I have adapted these tutorials for two reasons:
I think it useful to see other people working with R; and
Pragmatically, adapting Mine’s lab materials means that I can spend more time on other aspects of the course – like the website, course notes, videos, feedback, learning how to embed tweets…
That's so wonderful to hear, thank you!
— Mine Çetinkaya-Rundel (@minebocek) January 22, 2021
Seriously, you’d never know it, but every hour of finished video takes between 6 and 8 hours to make. (3 hours of writing, 1.5 hours of filming, and 3.5 hours for video editing).
About The Hello R Lab
This lab, collectively named the Hello R lab, is divided into two parts, A and Z. The first part, Aloha R, is focused on setting up GitHub, RStudio, and YAML. It also introduces some basics of R Markdown. The second part, Zdravo R, is the heart of the lab excercises, with a series of data visualization and analysis tasks, introducing ggplot2
, dplyr
, and related tools.
This is the hardest lab of the semester, but it’s also the most important. If you can get through this, you can get through anything. Please complete the lab in order, and don’t skip ahead. You’ll need to know the basics before you can do the more advanced stuff.
Lab Goals
Recall: R is the name of the programming language itself, and RStudio is a convenient interface.
The primary goal of this lab is to introduce you to R and RStudio, tools we will use throughout the course: * to learn the statistical concepts discussed in the course, and * to analyze real data and come to informed conclusions.

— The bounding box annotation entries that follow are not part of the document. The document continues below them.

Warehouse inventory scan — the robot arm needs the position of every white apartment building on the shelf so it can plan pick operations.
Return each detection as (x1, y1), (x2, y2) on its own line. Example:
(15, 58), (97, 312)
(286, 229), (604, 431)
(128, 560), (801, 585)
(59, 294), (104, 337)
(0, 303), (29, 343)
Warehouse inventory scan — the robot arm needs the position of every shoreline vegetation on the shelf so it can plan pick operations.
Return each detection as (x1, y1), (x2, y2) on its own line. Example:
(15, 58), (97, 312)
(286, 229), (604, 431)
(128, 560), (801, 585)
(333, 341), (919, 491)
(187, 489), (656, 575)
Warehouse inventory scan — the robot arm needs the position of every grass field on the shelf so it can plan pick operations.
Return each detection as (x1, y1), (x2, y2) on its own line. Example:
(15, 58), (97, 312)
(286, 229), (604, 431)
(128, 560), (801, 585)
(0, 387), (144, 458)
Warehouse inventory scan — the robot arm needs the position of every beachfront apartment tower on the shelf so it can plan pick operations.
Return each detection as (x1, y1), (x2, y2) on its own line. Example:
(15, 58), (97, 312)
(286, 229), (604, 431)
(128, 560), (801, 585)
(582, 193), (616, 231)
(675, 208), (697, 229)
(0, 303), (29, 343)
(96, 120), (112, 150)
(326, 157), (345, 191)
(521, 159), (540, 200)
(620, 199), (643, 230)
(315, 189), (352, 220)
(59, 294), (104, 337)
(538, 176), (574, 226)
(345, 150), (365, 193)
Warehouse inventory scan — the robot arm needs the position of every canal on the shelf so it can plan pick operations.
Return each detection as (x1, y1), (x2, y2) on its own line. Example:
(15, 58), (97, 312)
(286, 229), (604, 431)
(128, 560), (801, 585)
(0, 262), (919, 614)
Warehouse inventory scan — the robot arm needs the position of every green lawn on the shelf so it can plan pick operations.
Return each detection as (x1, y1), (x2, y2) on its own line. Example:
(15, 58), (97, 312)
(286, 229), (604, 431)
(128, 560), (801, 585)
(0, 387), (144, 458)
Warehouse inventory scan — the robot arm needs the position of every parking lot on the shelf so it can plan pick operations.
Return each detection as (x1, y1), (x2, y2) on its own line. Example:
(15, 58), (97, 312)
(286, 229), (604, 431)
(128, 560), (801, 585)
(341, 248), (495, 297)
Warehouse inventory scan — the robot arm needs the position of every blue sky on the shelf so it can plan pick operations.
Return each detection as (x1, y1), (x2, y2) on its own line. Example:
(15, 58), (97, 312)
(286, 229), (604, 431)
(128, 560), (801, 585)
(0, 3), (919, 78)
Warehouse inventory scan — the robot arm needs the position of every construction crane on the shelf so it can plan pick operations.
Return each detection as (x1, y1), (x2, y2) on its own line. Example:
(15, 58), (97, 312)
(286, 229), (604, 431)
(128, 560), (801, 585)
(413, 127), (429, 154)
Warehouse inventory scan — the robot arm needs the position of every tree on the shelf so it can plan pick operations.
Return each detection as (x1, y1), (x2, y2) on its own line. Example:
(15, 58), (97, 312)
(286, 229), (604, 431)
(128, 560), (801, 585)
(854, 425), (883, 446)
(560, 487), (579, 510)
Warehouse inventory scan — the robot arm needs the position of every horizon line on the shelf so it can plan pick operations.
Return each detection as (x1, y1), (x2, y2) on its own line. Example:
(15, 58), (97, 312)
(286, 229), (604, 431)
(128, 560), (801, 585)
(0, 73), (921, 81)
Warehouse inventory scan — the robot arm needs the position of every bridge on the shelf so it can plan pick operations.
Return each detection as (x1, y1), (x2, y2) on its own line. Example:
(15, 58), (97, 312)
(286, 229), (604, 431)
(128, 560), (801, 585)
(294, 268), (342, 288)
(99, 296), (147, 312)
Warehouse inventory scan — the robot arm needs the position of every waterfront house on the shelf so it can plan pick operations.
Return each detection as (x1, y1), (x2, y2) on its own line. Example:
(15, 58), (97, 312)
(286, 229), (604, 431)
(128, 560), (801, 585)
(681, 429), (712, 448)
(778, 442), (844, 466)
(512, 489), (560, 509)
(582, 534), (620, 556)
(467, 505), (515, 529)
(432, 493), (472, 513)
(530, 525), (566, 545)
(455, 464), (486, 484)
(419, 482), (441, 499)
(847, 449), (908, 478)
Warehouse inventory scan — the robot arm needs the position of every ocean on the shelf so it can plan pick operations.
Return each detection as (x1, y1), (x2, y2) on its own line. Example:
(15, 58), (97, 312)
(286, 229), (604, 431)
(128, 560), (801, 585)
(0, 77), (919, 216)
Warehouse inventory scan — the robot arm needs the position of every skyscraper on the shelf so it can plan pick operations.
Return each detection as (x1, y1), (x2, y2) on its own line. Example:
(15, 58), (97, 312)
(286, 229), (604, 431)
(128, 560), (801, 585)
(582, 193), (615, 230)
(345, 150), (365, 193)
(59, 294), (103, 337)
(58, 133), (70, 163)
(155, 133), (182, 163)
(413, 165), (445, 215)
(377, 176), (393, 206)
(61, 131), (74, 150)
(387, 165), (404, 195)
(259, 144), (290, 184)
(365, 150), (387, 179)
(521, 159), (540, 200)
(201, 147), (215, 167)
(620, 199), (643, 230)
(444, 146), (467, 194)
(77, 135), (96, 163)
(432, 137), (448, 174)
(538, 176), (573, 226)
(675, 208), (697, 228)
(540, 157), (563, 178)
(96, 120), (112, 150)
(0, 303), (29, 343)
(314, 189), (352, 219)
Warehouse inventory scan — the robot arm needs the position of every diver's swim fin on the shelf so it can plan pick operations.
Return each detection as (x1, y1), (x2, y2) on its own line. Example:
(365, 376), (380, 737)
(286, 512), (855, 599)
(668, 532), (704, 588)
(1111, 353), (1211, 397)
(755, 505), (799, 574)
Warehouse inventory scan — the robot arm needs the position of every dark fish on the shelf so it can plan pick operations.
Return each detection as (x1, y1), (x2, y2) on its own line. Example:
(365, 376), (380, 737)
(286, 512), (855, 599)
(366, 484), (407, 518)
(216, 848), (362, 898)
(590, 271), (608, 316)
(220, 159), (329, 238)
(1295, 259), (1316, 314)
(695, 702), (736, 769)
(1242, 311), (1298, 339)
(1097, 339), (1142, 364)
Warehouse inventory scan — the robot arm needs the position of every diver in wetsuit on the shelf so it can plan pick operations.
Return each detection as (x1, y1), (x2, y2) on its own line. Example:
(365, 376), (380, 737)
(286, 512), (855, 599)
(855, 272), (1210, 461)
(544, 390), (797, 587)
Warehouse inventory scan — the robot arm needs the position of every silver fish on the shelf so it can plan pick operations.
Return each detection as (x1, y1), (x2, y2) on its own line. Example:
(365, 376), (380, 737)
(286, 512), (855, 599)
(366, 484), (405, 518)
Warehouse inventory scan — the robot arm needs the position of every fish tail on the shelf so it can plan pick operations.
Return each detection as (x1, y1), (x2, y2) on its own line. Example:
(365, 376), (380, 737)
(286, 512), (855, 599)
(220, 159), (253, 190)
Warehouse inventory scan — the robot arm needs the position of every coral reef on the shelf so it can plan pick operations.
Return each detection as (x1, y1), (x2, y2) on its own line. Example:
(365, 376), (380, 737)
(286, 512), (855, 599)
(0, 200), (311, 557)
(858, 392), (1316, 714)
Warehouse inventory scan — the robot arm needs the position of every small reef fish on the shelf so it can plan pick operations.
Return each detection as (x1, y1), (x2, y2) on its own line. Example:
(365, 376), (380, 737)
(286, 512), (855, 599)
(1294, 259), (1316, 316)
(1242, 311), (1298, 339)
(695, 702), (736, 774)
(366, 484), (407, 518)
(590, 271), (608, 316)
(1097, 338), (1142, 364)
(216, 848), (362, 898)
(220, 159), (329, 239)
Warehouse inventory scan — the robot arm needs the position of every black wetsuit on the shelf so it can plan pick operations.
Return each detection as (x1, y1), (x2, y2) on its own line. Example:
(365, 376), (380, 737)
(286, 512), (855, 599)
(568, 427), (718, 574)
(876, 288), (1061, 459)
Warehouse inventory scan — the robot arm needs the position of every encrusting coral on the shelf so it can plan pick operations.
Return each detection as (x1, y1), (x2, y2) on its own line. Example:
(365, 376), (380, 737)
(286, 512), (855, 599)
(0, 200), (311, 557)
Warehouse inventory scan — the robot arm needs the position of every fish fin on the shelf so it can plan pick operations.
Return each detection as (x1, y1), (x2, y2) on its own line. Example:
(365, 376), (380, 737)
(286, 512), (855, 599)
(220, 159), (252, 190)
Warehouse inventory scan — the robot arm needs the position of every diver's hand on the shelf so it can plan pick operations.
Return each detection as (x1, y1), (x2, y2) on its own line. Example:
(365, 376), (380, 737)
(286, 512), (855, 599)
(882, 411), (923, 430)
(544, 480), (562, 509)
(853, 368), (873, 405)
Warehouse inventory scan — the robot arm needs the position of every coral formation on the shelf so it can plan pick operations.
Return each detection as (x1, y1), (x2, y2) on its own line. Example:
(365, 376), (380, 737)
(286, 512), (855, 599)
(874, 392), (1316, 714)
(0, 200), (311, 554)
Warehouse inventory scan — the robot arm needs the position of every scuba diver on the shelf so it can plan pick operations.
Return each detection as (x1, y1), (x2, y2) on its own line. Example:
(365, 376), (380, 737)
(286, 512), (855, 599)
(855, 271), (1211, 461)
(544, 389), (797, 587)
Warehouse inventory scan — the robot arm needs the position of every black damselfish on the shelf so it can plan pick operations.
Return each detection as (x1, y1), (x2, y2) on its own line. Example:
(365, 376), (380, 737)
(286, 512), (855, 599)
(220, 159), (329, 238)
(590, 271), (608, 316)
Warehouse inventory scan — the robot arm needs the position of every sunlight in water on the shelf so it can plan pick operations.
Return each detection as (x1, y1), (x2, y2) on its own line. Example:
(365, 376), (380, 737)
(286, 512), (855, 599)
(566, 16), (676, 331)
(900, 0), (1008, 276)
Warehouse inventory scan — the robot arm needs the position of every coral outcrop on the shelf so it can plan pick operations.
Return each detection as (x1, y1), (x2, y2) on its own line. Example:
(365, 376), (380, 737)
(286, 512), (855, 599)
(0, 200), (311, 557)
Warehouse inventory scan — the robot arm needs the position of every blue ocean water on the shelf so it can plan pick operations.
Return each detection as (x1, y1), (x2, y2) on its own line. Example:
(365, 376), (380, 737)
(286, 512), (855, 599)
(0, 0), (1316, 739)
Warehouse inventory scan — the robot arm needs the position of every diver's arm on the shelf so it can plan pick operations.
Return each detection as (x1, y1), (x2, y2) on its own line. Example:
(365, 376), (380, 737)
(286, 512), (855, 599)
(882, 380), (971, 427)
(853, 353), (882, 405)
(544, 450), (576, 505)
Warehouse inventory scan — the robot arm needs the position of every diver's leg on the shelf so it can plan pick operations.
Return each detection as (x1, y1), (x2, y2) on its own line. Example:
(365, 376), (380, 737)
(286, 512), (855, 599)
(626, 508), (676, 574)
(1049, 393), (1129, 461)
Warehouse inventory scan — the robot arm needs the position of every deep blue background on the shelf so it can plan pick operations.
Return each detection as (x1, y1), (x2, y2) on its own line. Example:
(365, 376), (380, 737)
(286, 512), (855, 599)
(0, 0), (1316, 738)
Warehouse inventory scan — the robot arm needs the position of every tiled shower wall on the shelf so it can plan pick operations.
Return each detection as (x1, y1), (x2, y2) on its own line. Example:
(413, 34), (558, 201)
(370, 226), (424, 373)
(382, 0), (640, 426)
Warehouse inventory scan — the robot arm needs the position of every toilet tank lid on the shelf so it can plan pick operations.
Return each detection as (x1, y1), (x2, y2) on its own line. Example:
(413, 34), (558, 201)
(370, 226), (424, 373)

Recall: git is a version control system (like “Track Changes” features from Microsoft Word on steroids), and GitHub is the home of your Git-based projects on the Internet (like DropBox but much, much better).
The second goal is to introduce you to Git and GitHub, the collaboration and version control system that we will use throughout the course.
As the labs progress, you are encouraged to explore beyond what the labs dictate; a willingness to experiment will make you a much better programmer. Before we get to that stage, however, you need to build some basic fluency in R. Today, we’ll start with the foundational building blocks of R and RStudio: the interface, reading in data, and basic commands.
To make versioning simpler, this lab is a solo lab. I want to make sure everyone gets a substantial amount of time at the steering wheel, working directly with R.